水面を破壊せよ、上へ昇って

勢いよく水面を破壊する気概で、海面に湧く言葉たちであれ。

『想像ラジオ』 メモ

2016年09月09日 23時57分39秒 | 震災メモ
 ラジオ という媒体の自由さ。それぞれの好みに、寄り添うように流れる番組。霊的なもの、それは電波。脳波を読み取るのも不可能ではない世の中になってきた。ラジオ番組を、やっている。よっちの詩を紹介。私たちは、生者だが、死者の側のラジオがこの小説の主題となっている。生者も、死者もラジオが大好き。ちょっとしたレトロ感が、ラジオには感じられる。テレビに較べて、安心感を覚える。束縛が少ない。自由度が高まる。音声だけの放送で、逆に想像力が掻き立てられる。つまり、そういう意味もあって、作者は想像ラジオと名付けたのではないだろうか?
 想像ひとつでラジオが放送できる、と。人間は、体からなんらかの電磁波を発しているという。それらは、無ではない。ただ、私たちの目に見えないだけである。目に見えないものが、大切だ! と、誰かが言った。サン=テグジュペリの小説のなかの人物だったか? 実際に、カスタマイズして想像ラジオ内の曲のコーナーで聴けるという設定になっている。人間は、見たいものを見、聞きたいものを聞くのだ。つまり、どこを切り取るか、また、何を選ぶのか?人生は、選択によって形作られるものだ。小説は、人間の心を代弁する装置だ。小説が、そもそも、人々が選択して出会うような代物で、また、それを読まない人にとっては、その作品はこの世に無いに等しいものだ。そして、文字だけというのも、人々に想像させるものだ。
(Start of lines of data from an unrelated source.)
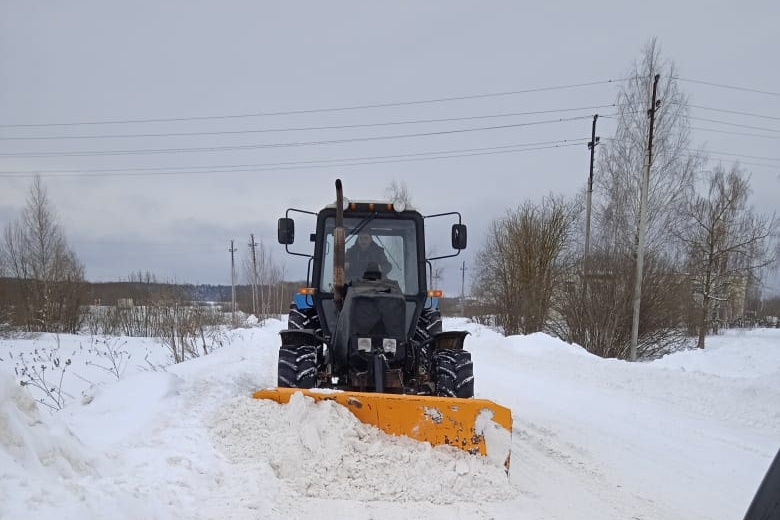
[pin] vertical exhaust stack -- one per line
(338, 249)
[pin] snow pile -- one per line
(323, 451)
(46, 468)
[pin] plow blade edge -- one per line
(478, 426)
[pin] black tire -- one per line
(428, 325)
(454, 373)
(299, 319)
(297, 366)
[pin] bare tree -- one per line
(268, 276)
(399, 191)
(606, 311)
(518, 269)
(49, 275)
(726, 243)
(623, 158)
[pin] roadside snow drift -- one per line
(688, 436)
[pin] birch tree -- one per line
(725, 241)
(49, 275)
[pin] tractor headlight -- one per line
(389, 345)
(364, 344)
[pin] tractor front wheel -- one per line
(454, 373)
(297, 366)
つまり、この作品は、目だけの情報のなかに耳だけの情報を潜ませ、ちょうど、人間の感覚器官から得る情報の割合の高い情報から、徐々に掘り下げさせて、読者を深い海のような場所へと沈潜させ、そして内容理解と共に電波と化させるがごとく、浮上させて空の上を翔け回らせるという仕掛けこそ、この小説の真骨頂だ。